I am building an open source cable robot similar to this except constrained to two dimensions. I precisely know the lengths of all four cables, and from them I would like to derive the locations of the anchor points of the cables ($A,B,D$).
Essentially the known quantities are:
$$C = (0,0)$$ $$|\vec{AE}|$$ $$|\vec{BE}|$$ $$|\vec{CE}|$$ $$|\vec{DE}|$$
This is not enough information to constrain the positions of $A,B,D$, however I am able to move the robot to a new position giving us a second set of information.
So now we also know:
$$|\vec{AE'}|$$ $$|\vec{BE'}|$$ $$|\vec{CE'}|$$ $$|\vec{DE'}|$$
Is this enough information to solve for the positions of $A, B, C$? And if so how would I go about beginning to solve for them?

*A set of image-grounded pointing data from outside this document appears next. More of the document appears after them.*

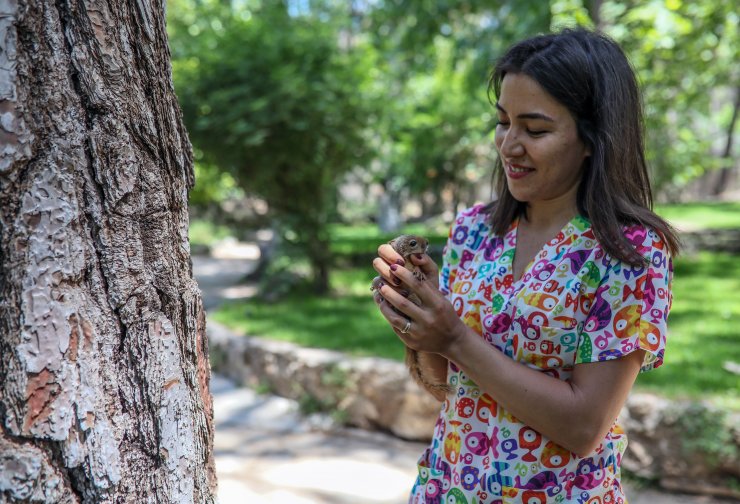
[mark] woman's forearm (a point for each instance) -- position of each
(434, 368)
(573, 414)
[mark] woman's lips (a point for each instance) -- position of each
(516, 171)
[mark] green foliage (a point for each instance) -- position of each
(707, 431)
(702, 325)
(702, 330)
(702, 215)
(271, 97)
(206, 233)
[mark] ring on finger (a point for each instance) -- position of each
(406, 328)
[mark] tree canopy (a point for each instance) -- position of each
(289, 96)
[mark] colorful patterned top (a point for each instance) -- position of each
(573, 304)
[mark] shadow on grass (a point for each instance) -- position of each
(349, 324)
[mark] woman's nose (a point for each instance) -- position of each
(510, 146)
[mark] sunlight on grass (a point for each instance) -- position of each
(703, 330)
(204, 232)
(702, 215)
(347, 321)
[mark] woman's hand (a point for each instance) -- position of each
(435, 325)
(387, 256)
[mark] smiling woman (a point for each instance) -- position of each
(550, 299)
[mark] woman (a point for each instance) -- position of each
(551, 299)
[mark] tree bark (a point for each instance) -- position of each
(104, 372)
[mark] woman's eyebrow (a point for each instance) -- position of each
(528, 115)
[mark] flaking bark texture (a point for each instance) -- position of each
(104, 366)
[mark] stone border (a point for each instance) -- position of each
(684, 446)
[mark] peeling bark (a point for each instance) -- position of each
(104, 371)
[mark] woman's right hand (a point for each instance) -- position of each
(387, 255)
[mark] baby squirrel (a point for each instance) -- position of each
(406, 246)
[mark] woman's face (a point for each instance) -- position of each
(538, 143)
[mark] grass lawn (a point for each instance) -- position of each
(347, 321)
(704, 328)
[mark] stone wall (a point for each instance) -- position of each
(683, 446)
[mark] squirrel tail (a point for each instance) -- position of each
(438, 390)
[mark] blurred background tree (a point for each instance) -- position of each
(285, 99)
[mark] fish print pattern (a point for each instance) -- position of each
(574, 304)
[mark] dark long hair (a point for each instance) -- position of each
(588, 73)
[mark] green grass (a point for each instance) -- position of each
(347, 321)
(204, 232)
(704, 330)
(703, 327)
(364, 239)
(702, 215)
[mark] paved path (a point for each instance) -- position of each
(267, 453)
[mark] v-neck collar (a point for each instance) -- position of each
(512, 237)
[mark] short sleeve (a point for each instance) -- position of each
(454, 248)
(630, 307)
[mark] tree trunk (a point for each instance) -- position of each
(104, 372)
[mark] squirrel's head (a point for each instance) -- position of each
(410, 244)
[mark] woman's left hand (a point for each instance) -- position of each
(434, 325)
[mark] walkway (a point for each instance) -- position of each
(267, 453)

Edit: I think we may also need to arbitrarily constrain the whole system from rotating by saying that $Dy = 0$. Without that arbitrary constraint there would be infinite solutions where the whole system rotates around C...I think.
Edit 2: One more option that we have to constrain things further is to position E such that $|\vec{AE}|$ is parallel to $|\vec{DE}|$. If possible I would like to avoid using that unless it is necessary.
Thanks for taking the time to read all the way to the bottom.